31. Sjogren syndrome
• Sjogren syndrome is a chronic inflammatory autoimmune disease
that occurs mainly in middle-aged women.
• The cause of primary Sjogren syndrome is unknown, whereas
secondary Sjogren syndrome is associated with underlying
autoimmune diseases (e.g., rheumatoid arthritis).
• As the immune system mainly attacks lacrimal and salivary glands,
patients typically present with xerophthalmia (dry eyes)
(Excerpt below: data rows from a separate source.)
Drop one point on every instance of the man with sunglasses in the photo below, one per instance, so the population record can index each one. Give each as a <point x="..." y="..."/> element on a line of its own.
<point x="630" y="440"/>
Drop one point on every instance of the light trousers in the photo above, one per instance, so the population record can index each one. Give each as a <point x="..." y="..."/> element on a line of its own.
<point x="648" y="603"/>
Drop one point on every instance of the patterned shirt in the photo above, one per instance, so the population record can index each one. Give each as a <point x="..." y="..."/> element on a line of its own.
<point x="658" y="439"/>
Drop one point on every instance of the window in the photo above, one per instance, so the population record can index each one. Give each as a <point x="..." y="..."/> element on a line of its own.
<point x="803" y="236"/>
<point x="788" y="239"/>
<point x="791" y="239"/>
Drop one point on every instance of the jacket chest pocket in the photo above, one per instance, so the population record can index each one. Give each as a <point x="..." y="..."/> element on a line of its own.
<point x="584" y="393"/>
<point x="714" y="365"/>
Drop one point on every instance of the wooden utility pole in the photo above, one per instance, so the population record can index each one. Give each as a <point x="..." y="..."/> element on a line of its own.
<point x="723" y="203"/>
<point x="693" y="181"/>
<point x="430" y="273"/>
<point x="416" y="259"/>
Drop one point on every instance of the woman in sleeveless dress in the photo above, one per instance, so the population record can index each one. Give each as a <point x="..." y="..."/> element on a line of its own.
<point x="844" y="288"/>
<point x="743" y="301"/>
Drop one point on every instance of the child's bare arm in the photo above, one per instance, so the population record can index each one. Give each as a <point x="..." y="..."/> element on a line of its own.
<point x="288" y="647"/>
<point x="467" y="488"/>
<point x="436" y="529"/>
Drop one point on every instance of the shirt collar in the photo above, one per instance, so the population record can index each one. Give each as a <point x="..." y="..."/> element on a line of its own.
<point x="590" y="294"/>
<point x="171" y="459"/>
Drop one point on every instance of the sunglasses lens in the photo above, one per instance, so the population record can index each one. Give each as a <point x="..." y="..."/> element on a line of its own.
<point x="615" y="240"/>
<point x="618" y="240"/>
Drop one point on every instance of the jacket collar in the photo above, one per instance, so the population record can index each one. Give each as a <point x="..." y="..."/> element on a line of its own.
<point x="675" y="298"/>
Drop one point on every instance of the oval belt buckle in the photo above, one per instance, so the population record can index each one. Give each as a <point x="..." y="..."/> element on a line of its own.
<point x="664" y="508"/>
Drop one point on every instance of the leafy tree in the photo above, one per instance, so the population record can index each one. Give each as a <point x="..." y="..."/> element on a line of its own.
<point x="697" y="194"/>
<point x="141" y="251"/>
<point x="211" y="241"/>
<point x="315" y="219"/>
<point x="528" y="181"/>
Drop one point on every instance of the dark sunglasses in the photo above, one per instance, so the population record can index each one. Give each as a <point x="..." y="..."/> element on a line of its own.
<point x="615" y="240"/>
and xerostomia (dry mouth), the combination of which is also known
as sicca syndrome.
• The disease may also involve the skin, joints, internal organs, and
nervous system .
34. Clinical features
Glandular symptoms
• Inflammation of the salivary glands: decreased production of saliva
→ xerostomia (dry mouth)
– Dysphagia
– Increased formation of dental caries and tendency to oral infections
– Parotitis
• Inflammation of the lacrimal glands (chronic dacryoadenitis): decreased
secretion of tears → xerophthalmia (dry eyes) → keratoconjunctivitis sicca
– Redness, itching, burning of eyes
– Sensation of sand or foreign body in the eyes
– Blurred vision
• Sicca syndrome: combination of dry mouth and dry eyes
• Nasal dryness → chronic rhinitis, nosebleeds
• Pharyngeal, tracheal, and bronchial dryness → persistent, dry cough
• Vaginal dryness → dyspareunia (painful intercourse) and increased risk of
infections
35. Extraglandular symptoms
• General symptoms: fatigue and arthralgias (∼ 70% of cases)
• Skin manifestations: xerosis ; Raynaud's phenomenon (∼
15–30% of cases)
• Vasculitis (∼ 10% of cases)
– Palpable purpura of the legs
– Recurrent urticaria, skin ulcerations
– Glomerulonephritis
• Neurological and psychiatric manifestations
– Depression
– Variety of focal and/or diffuse findings (e.g., impaired gross
motor control, paresis, seizures, peripheral neuropathy)
• Gastrointestinal manifestations: e.g., dyspepsia,
reflux esophagitis
36. Mixed connective tissue
disease (Sharp's syndrome)
• Definition: overlapping symptoms of
systemic sclerosis, systemic lupus erythematosus (SLE),
and polymyositis
• Clinical presentation
– Myositis
– Arthritis
– Acrosclerosis
– Raynaud's phenomenon
– Pulmonary hypertension
– The course is usually milder than that of other connective
tissue diseases (CTD), but may progress into another CTD.